“LOVE YOUR ENEMIES.” Of all the teachings of Jesus, this had to be one of the most counterintuitive, a contradiction of what we usually mean by both “love” and “enemy.” Our natural tendency is to divide the social world into more or less neat boxes: friend and foe, us and them, those we love and those we…hate?
Well…maybe not hate. Surely nice Christians don’t do that! So instead, we ignore, exclude, scoff at, and ridicule. And we may do it with the calm certainty that we’re in the right and they’re in the wrong, as we pray piously for God to show them the error of their ways.
The pious folk of Jesus’ day already knew the greatest commandments: love the Lord your God with your whole being, and love your neighbor as yourself. But over time, it seems, the second greatest commandment took a self-serving turn, inheriting a subclause: “Love your neighbor and hate your enemy.” In practice, it meant, “Love those who love you, and hate those who hate you.” Big deal, Jesus seems to say in the Sermon on the Mount. Do you think you deserve a gold star for that? Even the most immoral person on the planet loves their friends. You want to demonstrate that you’re a child of your heavenly Father? Then love your enemy — show love even to those who persecute you.
Here, I imagine the gears stripping madly in the heads of his Jewish hearers: What, you mean love Gentiles? Romans??? Are you kidding me?
No, he wasn’t kidding. And he proved it on the cross. The apostle Paul says as much in Romans 5: God concretely demonstrated his love when Jesus died for sinners, for the enemies of God.
And you can be sure that the apostle John believes this too.
GOD IS LIGHT, John declares. And anyone who claims to be in the light, who claims to know and have fellowship with God, must demonstrate it by their willing obedience to God’s commands. Specifically, they must do as Jesus said in the Upper Room. “My command is this,” he told his disciples, “Love each other as I have loved you” (John 15:12, NIV). Thus, in his letter, John says that those who love their brothers and sisters are in the light, while those who hate their brothers and sisters are still stumbling about in the darkness.
When John mentions “stumbling,” however, his Greek is a little ambiguous. You can see this in the variety of ways his words are translated into English. “Anyone who loves his brother and sister lives in the light,” he says in 1 John 2:10. Clear enough. But the sentence continues: “and there is nothing in them to make them stumble.” That’s the New International Version. More literally, he’s saying, “in him — or it — there is no cause for stumbling or offense.”
So is it “him” or “it”? The NIV goes with the former. But the Common English Bible opts for the latter: “there is nothing in the light that causes a person to stumble.”

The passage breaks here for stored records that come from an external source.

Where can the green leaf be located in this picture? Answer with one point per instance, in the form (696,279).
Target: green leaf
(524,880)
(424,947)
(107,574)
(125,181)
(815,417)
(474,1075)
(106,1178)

Moreover, there’s the question of who might be in danger of stumbling. Again, the NIV reads John as saying that the person who lives in the light doesn’t stumble. Makes sense — they have the light to see where they’re going. But it’s possible to read John as meaning that people who live in the light, who love their fellow believers, don’t cause others to stumble. That’s the gist of Eugene Peterson’s paraphrase in The Message: “It’s the person who loves brother and sister who dwells in God’s light and doesn’t block the light from others.”
Does it matter? Yes. It’s one thing to say that if we walk in the light, we won’t stumble. Again, as metaphors go, that makes perfect sense. But it’s another to be reminded that if we truly love others, we won’t do anything to make them stumble — and that echoes the teaching of both Jesus and the apostle Paul.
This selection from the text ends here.